A crença de que as pessoas nascem para ser destras ou canhotas é comum, mas ao contrário do que muitos pensam, a preferência manual pode ser influenciada pelo uso. Em um estudo desenvolvido na Escola de Educação Física e Esporte da USP, o professor Luis Teixeira e a colaboradora Juliana Garcia investigaram a lateralidade em crianças.
Em 2014, foi publicado um primeiro trabalho desenvolvido com bebês. Nele, os pesquisadores observaram que, a partir dos cinco meses, se um objeto fosse colocado do lado direito, o bebê o alcançava com seu braço direito. Se o mesmo fosse feito para o lado esquerdo, o braço utilizado era o esquerdo. Ou seja, não havia uma preferência manual definida e era possível induzir o uso de uma das mãos. Sabendo que era possível enviesar o ambiente, a próxima ideia foi descobrir se a preferência manual poderia ou não ser alterada.
Tarefas de alcançar, agarrar e encaixar foram testadas com seis crianças, de 4 e 5 anos. Todas eram destras, baseadas na mão utilizada para pintura. Primeiro foi feita uma tarefa probatória, de teste da manualidade, que é bastante utilizada. Nela, alvos são colocados em diferentes pontos do espaço, desde a extrema direita até a extrema esquerda, e o uso das mãos é avaliado. Segundo Luis, até a região mediana e uma posição depois, o uso da mão direita era mais frequente. Depois, a mão não preferida começou a ser utilizada, em função da proximidade até o alvo. A prática, então, começou de fato.
“Testamos a ideia em crianças, usando a estratégia de induzir a preferência manual, tentando criar um ambiente com validade ecológica. Fizemos a avaliação com cartas. Elas ficavam encaixadas em suportes, de forma que a estratégia era colocá-las em diferentes pontos do espaço e a criança era livre para escolher a mão que queria para pegar a carta e colocar em um orifício. Precisava alcançar, agarrar e fazer o encaixe. Elas foram expostas durante cinco sessões de 20 minutos. Nesse tempo, a colaboradora propunha várias tarefas em que a criança tinha uma mesa em formato semicircular e todo o equipamento era colocado no lado esquerdo. Então, o ambiente foi enviesado para a esquerda, mas nada foi dito”, contou Luis.

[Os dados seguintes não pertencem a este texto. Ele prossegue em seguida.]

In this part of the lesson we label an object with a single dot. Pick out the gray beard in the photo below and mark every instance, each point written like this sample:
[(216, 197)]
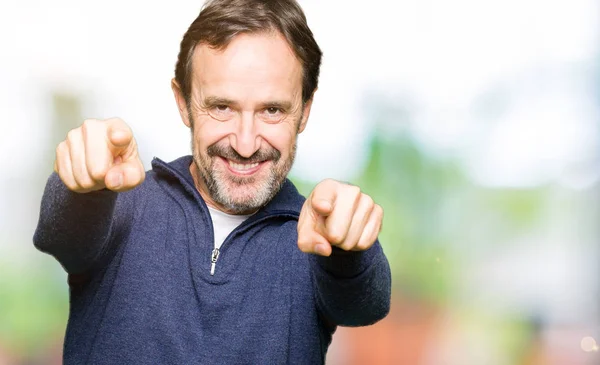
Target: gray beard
[(219, 185)]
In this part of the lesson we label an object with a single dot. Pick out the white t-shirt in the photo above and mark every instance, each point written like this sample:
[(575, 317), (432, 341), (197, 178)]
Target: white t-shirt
[(224, 224)]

Foram feitas avaliações antes da prática, imediatamente depois e duas semanas depois. Foi observada uma mudança da preferência manual, não apenas em uma tarefa específica, mas em outras que envolviam movimentos parecidos de alcance e apreensão. A explicação dos pesquisadores é baseada na similaridade das tarefas motoras.
“A preferência manual muda para a tarefa que foi praticada e muda para outras semelhantes, relacionadas as que elas fizeram. É uma mudança que tem certa generalidade. Mostramos que a lateralidade é algo maleável, se você pratica melhora, chegando a desempenhar melhor do que com a mão preferida”, refletiu o professor.
O resultado, porém, não se estendeu a outras duas tarefas. As crianças precisaram contornar o desenho de uma estrela e rosquear a tampa em um pote, mas continuaram escolhendo a mão preferida. A situação, no entanto, não invalida o estudo e mostra que, por ser um componente maleável, a preferência manual pode ser moldada através da prática. Se uma pessoa começa a usar a mão esquerda para algo, desenvolverá confiança para utilizá-la em outras tarefas, e a partir daí poderá desenvolver preferências específicas.
“Não excluímos algumas vantagens genéticas. Existe uma série de estudos que investigam o desempenho motor da mão direita ou esquerda, mas o histórico de uso é capaz de superar uma vantagem inata em algumas tarefas”, finalizou Luis Teixeira.